Vasily was at an orchestral concert when he came across the famed man.
"Greetings, sir!" Vasily hailed him in the lobby of the concert hall they were in. Piotr Ilyich and his colleagues were together in a group, chatting about how everything fared. When Vasily stepped up, everyone became hushed, and watched him carefully.
"Hello, young man! Did you like the concert?" Piotr Ilyich spoke up with a smile. He was a handsome middle aged man with a graying beard.
"Yes, you're Symphony in E minor was very touching, a true masterpiece. I imagine everything you've written is admired as greatly!"
"Ah, thank you, young man."
"I just wanted to comment because well... I compose too."
"Is that so?" Piotr Ilyich was intrigued, and the colleagues all began looking at each other.
"Yes. I've taken lessons, and have created a few works, nothing published though."
"Who was your teacher?"
"Ilyinsky, do you know him?"
"Yes I do! But he's not associated with the Conservatory. Did you get any training there?"
"No, I unfortunately had to drop out after 1 semester. The expenses had begun to add up, and I felt I learned the basics."
The colleagues, all about the same age as Vasily and some older began to scoff. But Piotr Ilyich was still intrigued.
"That is unfortunate. But one doesn't need that much of a formal education to compose. It takes experience above all. How long have you composed?"

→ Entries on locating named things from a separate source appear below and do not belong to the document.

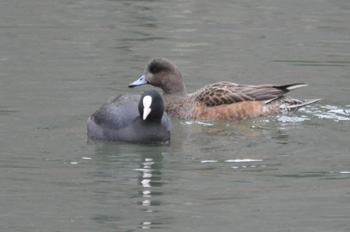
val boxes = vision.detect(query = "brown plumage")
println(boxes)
[129,59,320,120]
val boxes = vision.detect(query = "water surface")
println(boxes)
[0,0,350,232]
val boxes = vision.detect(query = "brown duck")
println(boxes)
[129,58,320,120]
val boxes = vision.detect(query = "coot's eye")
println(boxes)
[150,67,158,73]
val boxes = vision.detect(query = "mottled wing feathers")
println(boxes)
[194,82,305,106]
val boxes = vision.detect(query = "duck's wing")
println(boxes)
[194,82,306,106]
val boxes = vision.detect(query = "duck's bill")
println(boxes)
[129,75,147,88]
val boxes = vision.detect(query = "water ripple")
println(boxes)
[300,105,350,122]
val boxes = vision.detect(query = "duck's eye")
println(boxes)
[149,67,159,74]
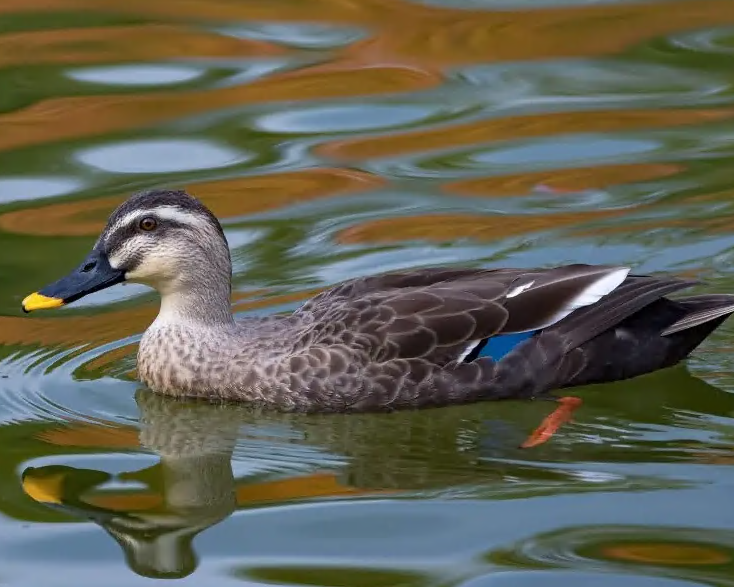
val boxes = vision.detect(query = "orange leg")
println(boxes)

"Almost 6 years now, mainly choral works, but a few orchestral things."
"Are you working on anything right now?"
"Sir, I think we ought to go now for our reservation," one colleague interjected coldly.
"Ah Anton, just let me have a few more minutes. Have you any work to show me, er... I'm sorry I don't know your name..."
"Vasily. Vasily Sergeyevich."
"Vasily Sergeyevich! Why don't you dine with my group tonight? We were just about to go, and perhaps we can talk more about this."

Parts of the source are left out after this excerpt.